Justice is not being served, father says in Facebook message

A Squamish family is not happy with the way the justice system has dealt with the man who stabbed their teenage son to death.

Ontario native Ander Walker-Huria, 21, was sentenced Thursday to four years for the March 2007 death of Alistair (Sam) Eves in Squamish's Valleycliffe neighbourhood. In a previous court appearance Walker-Huria pled guilty to manslaughter after initially being charged with second-degree murder.

But while he received a four-year sentence, Walker-Huria won't be spending that long in prison. He's spent the last two years and two months in custody, and under the two-for-one credit system that applies to accused held prior to conviction, he won't serve any further time for the death of Eves.

Walker-Huria will, however, be serving 10 months as part of a 14-month sentence for a series of charges he faced in Ontario.

Walker-Huria was accused of stabbing Eves to death at a March 2007 gathering on North Ridge Drive where teens had been drinking. Eves and Walker-Huria had apparently gotten into a verbal altercation that later escalated into violence.

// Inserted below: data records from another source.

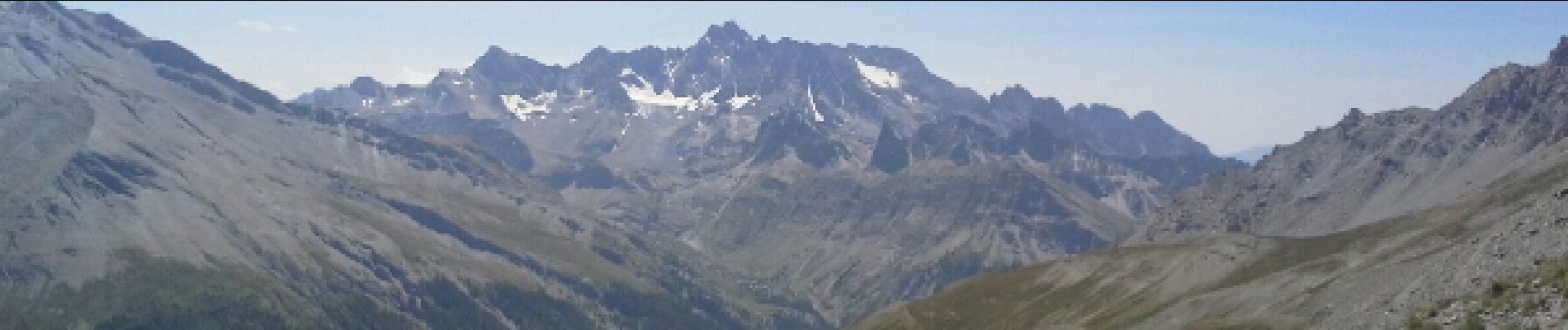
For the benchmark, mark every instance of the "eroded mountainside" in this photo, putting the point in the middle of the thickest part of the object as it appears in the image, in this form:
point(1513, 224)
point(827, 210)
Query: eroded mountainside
point(149, 190)
point(736, 183)
point(1396, 219)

Police arrived on the scene as Eves lay dying in the driveway, his stomach ripped "completely open" according to reports at the time.

Walker-Huria was arrested on a forest service road after a 13-hour manhunt that included roadblocks and a police helicopter.

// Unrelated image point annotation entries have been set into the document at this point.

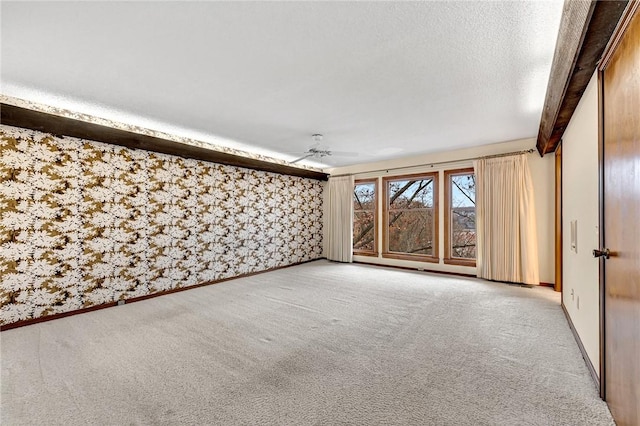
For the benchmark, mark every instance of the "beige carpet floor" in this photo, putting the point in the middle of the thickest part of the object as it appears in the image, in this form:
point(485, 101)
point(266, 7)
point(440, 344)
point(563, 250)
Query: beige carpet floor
point(316, 344)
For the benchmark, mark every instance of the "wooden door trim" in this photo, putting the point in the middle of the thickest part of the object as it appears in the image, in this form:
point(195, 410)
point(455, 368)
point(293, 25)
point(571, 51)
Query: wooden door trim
point(601, 264)
point(558, 219)
point(630, 10)
point(618, 33)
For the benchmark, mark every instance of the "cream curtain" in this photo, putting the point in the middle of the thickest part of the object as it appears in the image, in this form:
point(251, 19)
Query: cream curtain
point(339, 219)
point(507, 242)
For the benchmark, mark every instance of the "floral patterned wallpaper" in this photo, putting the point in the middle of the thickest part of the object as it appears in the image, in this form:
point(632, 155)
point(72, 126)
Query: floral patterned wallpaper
point(85, 223)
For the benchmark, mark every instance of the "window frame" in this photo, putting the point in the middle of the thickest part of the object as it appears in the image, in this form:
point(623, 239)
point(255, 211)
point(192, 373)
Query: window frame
point(386, 253)
point(448, 258)
point(373, 252)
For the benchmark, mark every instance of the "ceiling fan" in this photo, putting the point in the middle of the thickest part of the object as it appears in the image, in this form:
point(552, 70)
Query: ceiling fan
point(316, 151)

In a court appearance on May 5, defence lawyer Martin Peters painted Walker-Huria as a "troubled young man" with a history of substance abuse and mental health issues. He had exhibited anti-social behaviour dating back to the age of 12.

Up to the age of 10 he was known as a shy child and a good student but that changed when he moved from Toronto to Barrie, Ont. He didn't adjust well to school there and was a "hyperactive child" around this time. He tried to hang himself at age 11 after a close friend died of an aneurysm.

The Crown sought a five-year sentence for Walker-Huria while defence sought three years.

In the years and months since Walker-Huria's arrest, the Eves family has expressed severe frustration with B.C.'s judicial system, with Sam's father, Colin, saying that the system failed his son. Earlier this year he told CTV that Sam "wasn't a priority" for prosecutors because his case had been assigned to various lawyers.

The Crown hadn't interviewed any witnesses until two weeks before a preliminary trial, according to the CTV report.

In a Facebook message written May 5, Colin Eves said the Canadian justice system is "fundamentally corrupt" and that justice itself is simply not being served.

Jacqueline Hunter, a friend of the Eves family when they lived in Quesnel, said in an interview last week that the sentence wasn't just.

"You can compare that to as many previous cases of manslaughter in the history of Canada as you want to," she said. "I don't think that was very harsh on him. I think (the judge) was letting him off rather easy considering some of the things he has done in the past."

Walker-Huria has a criminal record dating back to 2006, when he faced 12 charges for offences committed all on the same day. Among them, he was charged with three counts of breaking and entering, theft of property worth over $5,000 and operating a vehicle while impaired - all while breaching a probation order.

In a 13 th charge he failed to appear for a court hearing.

Thursday's sentencing laid out the 14-month jail term for all these offences.